El Magníficat no se cansa de recordarnos que esta misericordia de Dios no es ningún
signo de debilidad: la Misericordia –y aquí está la gran novedad de la “Buena Nueva”es una prueba, una manifestación de la omnipotencia de Dios: “Ha obrado sus
maravillas en mí el Omnipotente…Ha desplegado toda la fuerza de su brazo”.
Pero en esto que nos dice el Magníficat, nosotros no creemos de manera espontánea.
¿Qué se puede hacer –pensamos- sin una voluntad violenta y fuerte, decidida a
triunfar, sin una violencia que, si es necesario, no perdona a los demás cuando entra
en juego el propio interés?
Al alcanzar como humilde esclava la misericordia de Dios, que colma con sus bienes a
los hambrientos y ensalza a los humildes, la Virgen nos alienta para que seamos
artífices de la paz, para que prolonguemos el perdón de Dios a nuestros prójimos e
incluso a nuestros enemigos, porque también nosotros mismos hemos sido
perdonados. La Virgen nos invita a que seamos manantiales y testigos del amor con
que Dios ama al mundo, porque somos nosotros, todos, sus hijos queridos.
El Magníficat no fue cantado en una plaza pública por personas bien instaladas. Fue
cantado en un encuentro entre mujeres al ritmo de la vida de cada día; de aquellas
mujeres de la Palestina, de un pueblito perdido en la inmensidad del Imperio Romano.
Pero eran personas que todo lo esperaban de la misericordia de Dios y que, al abrir los
ojos de su fe, veían alrededor tantas señales de que la Misericordia de Dios estaba
actuando y que su amor se extendía de generación en generación.

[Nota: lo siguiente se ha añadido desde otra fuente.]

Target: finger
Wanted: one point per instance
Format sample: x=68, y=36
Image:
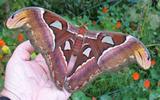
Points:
x=41, y=61
x=23, y=51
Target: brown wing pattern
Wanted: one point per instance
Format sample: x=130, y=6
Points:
x=75, y=56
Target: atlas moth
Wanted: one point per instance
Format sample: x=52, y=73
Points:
x=76, y=57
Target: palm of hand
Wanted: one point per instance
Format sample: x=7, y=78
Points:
x=30, y=79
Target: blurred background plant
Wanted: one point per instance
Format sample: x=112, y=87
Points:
x=140, y=18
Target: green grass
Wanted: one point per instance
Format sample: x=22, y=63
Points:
x=140, y=20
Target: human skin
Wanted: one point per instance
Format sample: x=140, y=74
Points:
x=27, y=79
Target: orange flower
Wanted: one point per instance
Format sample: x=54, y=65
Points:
x=118, y=24
x=104, y=9
x=135, y=76
x=2, y=43
x=94, y=22
x=147, y=84
x=153, y=62
x=20, y=37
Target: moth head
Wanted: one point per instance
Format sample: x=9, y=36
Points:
x=142, y=56
x=22, y=17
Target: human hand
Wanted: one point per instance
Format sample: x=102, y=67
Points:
x=27, y=79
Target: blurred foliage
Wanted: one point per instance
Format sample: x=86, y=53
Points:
x=140, y=18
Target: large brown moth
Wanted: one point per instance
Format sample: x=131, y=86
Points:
x=73, y=56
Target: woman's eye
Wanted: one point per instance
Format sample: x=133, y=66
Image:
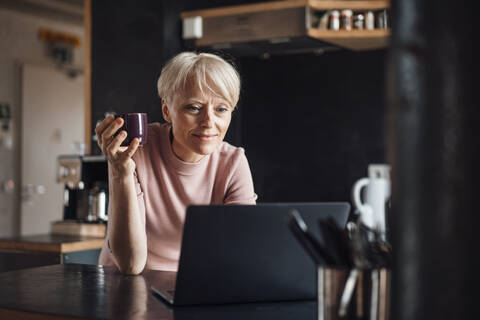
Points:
x=193, y=108
x=222, y=109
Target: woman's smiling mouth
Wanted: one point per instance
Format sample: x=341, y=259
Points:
x=206, y=137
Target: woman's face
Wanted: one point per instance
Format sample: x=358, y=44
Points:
x=199, y=122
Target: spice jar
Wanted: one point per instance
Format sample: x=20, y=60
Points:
x=382, y=19
x=358, y=21
x=346, y=18
x=334, y=20
x=369, y=20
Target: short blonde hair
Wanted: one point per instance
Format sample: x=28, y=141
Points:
x=209, y=71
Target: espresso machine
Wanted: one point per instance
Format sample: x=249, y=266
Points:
x=85, y=194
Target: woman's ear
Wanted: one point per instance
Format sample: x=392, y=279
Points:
x=165, y=112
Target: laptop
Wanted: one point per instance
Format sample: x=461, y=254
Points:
x=244, y=253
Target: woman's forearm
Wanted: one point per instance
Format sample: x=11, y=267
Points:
x=127, y=236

Esa gente creía, que cuantos volvemos hoy a recitar el Magníficat, que el pobre y
sencillo amor que nosotros ponemos en las palabras y en los gestos de nuestras vidas,
unido a la entrega de cuantos temen a Dios, es la fuerza verdadera que impide al
mundo deslizarse hacia el abismo.
Y solo a través de nuestras misericordias, las de los unos hacia los otros, podemos
conseguir que Dios penetre en los corazones cerrados de los poderosos y de los
soberbios. Solo cantando, solo convirtiéndonos nosotros mismos por la intercesión de
la Virgen en un nuevo Magníficat, podremos llegar a ser lo que Dios quiere que
seamos: humildes servidores, sobre los cuales se inclina la Misericordia de Dios para
ofrece así su vida por amor al mundo.
Seamos pues, por intercesión de la Madre de la Misericordia, artífices de la paz,
instrumentos de reconciliación, constructores de la unidad y testigos de la
Misericordia, a fin de que Dios quiera servirse de sus servidores y acordarse de su
eterna Misericordia, es decir, de la gran promesa de amor “hecha a nuestros padres
en favor de Abraham y de nosotros, su pueblo, para siempre”.